Photographer:  Pam Harrison
Josh arrived just in time to take over the chair from Dianne and pay tribute to his great-grandfather a veteran of both World Wars who was shot in the arm at the Battle of Vimy Ridge then, having joined the merchant marine in WWII, was torpedoed and spent 14 hours in the water before being rescued.  Josh’s grandfather was too young to serve in WWII and at age 14 was the oldest male in Dorchester, all the men having enlisted.
TRHS Principal Susan Lafford was on hand to accept a Gold Mine cheque for $588.50 on behalf of the school.  In thanking the club for their continuing support she reported that the last donation had helped pay for the new landscaping at the school.
50-50 Draw:   Mary’s number was drawn but she failed to pick the Nine of Clubs.  The pot now stands at $169.
Happy Dollars: Dianne reported that Frank has made his last trip to Rogersville; he had supper with the pharmacy staff before handing over the keys to the new owner.  On a sad note this will be the first Remembrance Day since the passing of Dianne’s father. He was a veteran; six buddies from Hartland N.B. went to the war and he was the only one who came back.  Susan F was anxious as her son is currently in Washington, D.C.
Next Week:   Chair: Joyce;   Greeter and Thanker: Bill;   Introducer:  Susan F.
Rotary Foundation:  David thanked all those who contributed to last week’s in-house auction in aid of the Rotary Foundation.  Now it can be told:  the amount raised was $1,718 !   Tim was the one whose guess was closest to the amount and who therefore won the bottle of wine.
Club Admin:  John (on behalf of Wayne) announced that the club is looking for a new secretary for next Rotary year (2017-18).  Wayne wants to step down from some of his many duties so a new bulletin editor will be required as well as a Visiting Speakers organizer.
Speaker:  Sandy introduced TRHS teacher John Fougere back by popular demand for a Remembrance Day talk.  This year he shared the results of his researches into the life of Sackville native Homer Wellington PalmerHomer was born on 12 October 1897 on a farm off Ogden Mill Road, one of 13 children.  His father was a Superintendent of Schools for the area.  He moved to Calgary and it was there that he enlisted in 1915 at age 18 in the Canadian Infantry (Alberta Regiment).  His enlistment form (below) completed in his own handwriting is available on the internet.

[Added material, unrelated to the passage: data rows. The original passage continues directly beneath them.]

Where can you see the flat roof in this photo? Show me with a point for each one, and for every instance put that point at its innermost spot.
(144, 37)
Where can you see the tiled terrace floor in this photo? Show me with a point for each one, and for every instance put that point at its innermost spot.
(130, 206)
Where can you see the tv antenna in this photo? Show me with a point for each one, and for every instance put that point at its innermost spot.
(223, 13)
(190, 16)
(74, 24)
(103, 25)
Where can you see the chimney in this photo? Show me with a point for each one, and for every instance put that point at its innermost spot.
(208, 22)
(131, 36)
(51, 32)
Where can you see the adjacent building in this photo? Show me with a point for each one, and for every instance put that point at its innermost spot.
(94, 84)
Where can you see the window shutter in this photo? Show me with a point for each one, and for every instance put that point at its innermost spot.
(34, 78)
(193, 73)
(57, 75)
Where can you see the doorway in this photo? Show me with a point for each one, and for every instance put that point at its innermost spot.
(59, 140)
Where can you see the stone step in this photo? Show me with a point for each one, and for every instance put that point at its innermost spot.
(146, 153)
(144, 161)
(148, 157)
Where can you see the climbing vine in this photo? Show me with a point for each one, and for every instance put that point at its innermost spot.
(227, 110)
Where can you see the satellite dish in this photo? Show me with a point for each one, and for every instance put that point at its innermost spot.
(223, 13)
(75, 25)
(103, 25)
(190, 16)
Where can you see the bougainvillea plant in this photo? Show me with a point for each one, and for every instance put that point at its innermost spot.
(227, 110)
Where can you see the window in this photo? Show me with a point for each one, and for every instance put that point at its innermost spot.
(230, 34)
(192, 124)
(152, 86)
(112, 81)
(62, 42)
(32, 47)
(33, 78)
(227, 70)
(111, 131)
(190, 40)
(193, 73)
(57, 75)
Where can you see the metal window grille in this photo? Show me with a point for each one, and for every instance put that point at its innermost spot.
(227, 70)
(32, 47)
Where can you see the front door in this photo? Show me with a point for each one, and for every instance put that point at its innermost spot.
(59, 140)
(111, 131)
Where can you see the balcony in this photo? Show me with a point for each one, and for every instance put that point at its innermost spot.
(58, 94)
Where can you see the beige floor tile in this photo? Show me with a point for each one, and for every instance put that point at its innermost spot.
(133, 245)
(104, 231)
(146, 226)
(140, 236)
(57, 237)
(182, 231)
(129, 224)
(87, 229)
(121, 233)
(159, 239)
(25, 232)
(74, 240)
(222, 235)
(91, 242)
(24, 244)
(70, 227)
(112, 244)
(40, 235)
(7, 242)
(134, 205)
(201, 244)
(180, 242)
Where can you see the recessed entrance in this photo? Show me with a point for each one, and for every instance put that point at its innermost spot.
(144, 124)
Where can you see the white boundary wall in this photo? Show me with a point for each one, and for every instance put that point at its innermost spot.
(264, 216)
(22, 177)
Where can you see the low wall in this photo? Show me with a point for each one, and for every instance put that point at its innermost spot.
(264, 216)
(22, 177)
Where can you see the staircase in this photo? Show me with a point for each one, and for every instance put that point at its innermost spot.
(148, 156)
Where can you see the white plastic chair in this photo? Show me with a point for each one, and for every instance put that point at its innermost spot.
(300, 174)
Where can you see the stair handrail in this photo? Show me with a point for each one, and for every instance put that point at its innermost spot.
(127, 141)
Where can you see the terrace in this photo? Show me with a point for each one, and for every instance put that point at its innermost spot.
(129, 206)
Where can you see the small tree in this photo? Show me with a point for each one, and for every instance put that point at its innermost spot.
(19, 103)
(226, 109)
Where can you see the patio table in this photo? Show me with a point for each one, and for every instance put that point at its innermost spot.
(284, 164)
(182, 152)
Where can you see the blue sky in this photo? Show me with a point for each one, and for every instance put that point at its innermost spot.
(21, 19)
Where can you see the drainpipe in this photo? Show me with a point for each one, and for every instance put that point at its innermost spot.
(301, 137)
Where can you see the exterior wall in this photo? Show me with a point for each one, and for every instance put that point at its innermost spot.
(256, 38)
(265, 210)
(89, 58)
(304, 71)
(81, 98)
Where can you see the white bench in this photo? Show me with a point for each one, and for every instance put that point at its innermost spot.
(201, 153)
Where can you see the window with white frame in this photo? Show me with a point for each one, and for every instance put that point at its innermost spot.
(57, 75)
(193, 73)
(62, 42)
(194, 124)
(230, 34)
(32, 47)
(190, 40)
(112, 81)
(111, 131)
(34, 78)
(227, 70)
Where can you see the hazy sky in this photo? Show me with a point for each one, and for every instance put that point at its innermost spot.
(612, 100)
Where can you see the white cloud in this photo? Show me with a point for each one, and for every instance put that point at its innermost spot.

After basic training he sailed to Europe and experienced his baptism of fire at the Battle of the Somme which saw massive casualties in a deadly struggle for a few hundred yards of territory.  He also survived the Battle of Vimy Ridge (commemorated by a striking war memorial).  However on 3 June 1917 he was reported missing in action at a place called Liévin in northern France, and his body was recovered the following day.  In accordance with the usual practice he was initially buried close by, but later moved to an official Canadian War Graves Commission cemetery at La Chaudiere, Pas de Calais, France.  Like all next of kin of fallen soldiers his parents received a bronze medallion about five inches in diameter known as a “death penny.” Several of these medallions can be seen attached to graves of family members in the Sackville cemetery.
Unfortunately no photo of Homer is available and the surviving members of his family are scattered across North America.  However, John has been in touch with a grand-niece who lives in Orlando, Florida.  He hopes to pursue further research with a view to writing an article.
Pam thanked the speaker for his most interesting talk, and the meeting closed with the Four Way Test.